As recently as 20 years ago, New York had very little in the way of rigorous testing or accountability for schools. Students in 3rd and 6th grade took relatively simple tests in core subjects, and high school students went into 1 of 2 tracks: Regents exams and diplomas, or very rudimentary Regents Competency Tests and local diplomas.
In the mid-1990s, New York implemented more rigorous tests in 4th and 8th grades and began phasing out the competency tests and requiring all students to pass Regents exams. The state also began publishing School Report Cards listing test results and other data on every school. Under President Bush, the accountability movement went national, as the No Child Left Behind Act required testing in 3rd through 8th grades and mandated that schools report not just aggregate performance but also student performance based on economic status, race and ethnicity, disability, and English language learner status.
These developments, which exposed painful realities about achievement gaps among different groups of students, were important. By making data on performance of all groups by school visibly public, they supported the notion that offering poor and minority students a sub-standard education was unacceptable. Under New York’s accountability system, schools are required to make progress on test results with all groups of students, which has led to citations and school closures, the merits of which can be debated. Over the last several years, the state has worked to increase the rigor of the tests and required students to answer more questions correctly in order to pass. And the push for accountability has now made its way directly to teachers, who will be evaluated this year in part on how much growth they attain on student assessments.
Whether we’ve gone too far with testing and accountability is not a question that can be answered here. What is clear from the data is that many groups that historically have had lower school achievement – in particular low-income, African American and Hispanic students – continue to struggle to meet ever-increasing standards.

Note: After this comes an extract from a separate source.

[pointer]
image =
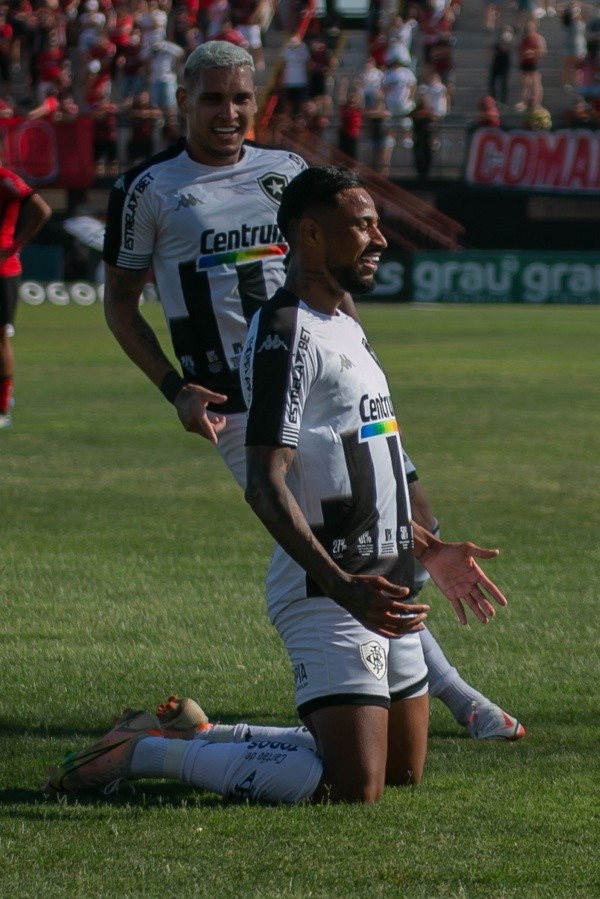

Take the examples of the state’s 4th grade math and English exams, which were revised in 2010 along with the rest of the elementary and middle school testing battery. After New York State’s research indicated the tests were not accurately assessing skills, the passing thresholds were increased so that students had to complete more of the test correctly in order to pass.
As the chart below shows, passing rates in 4th grade math were lower among low income, African American and Hispanic students (the bottom 3 lines) even before the revisions in 2010. In 2010, passing rates for those 3 groups plummeted more than 30 points, while other groups experienced less dramatic declines. Since then, gains among those 3 groups have been higher than the rest of the population, but the achievement gap remains.
The results for English are similar – declines in 2010 of more than 20 points among the 3 lowest performing groups but less subsequent improvement, though the passing rate for African American students did rise 5 points by 2012.
With this year’s Common Core-aligned tests, it remains to be seen whether overall pass rates will fall and whether rates for historically disadvantaged groups will fall further. Like the efforts to raise standards that preceeded it, the Common Core promises to level the playing field by delivering rigorous content and instruction to all students. It will take skilled teachers and well-managed districts to implement these changes in ways that enhance, rather than detract from the educational experience of children. And it will take time and support from the community outside school. The end goal is not just to raise the academic bar, but also to get more children over it.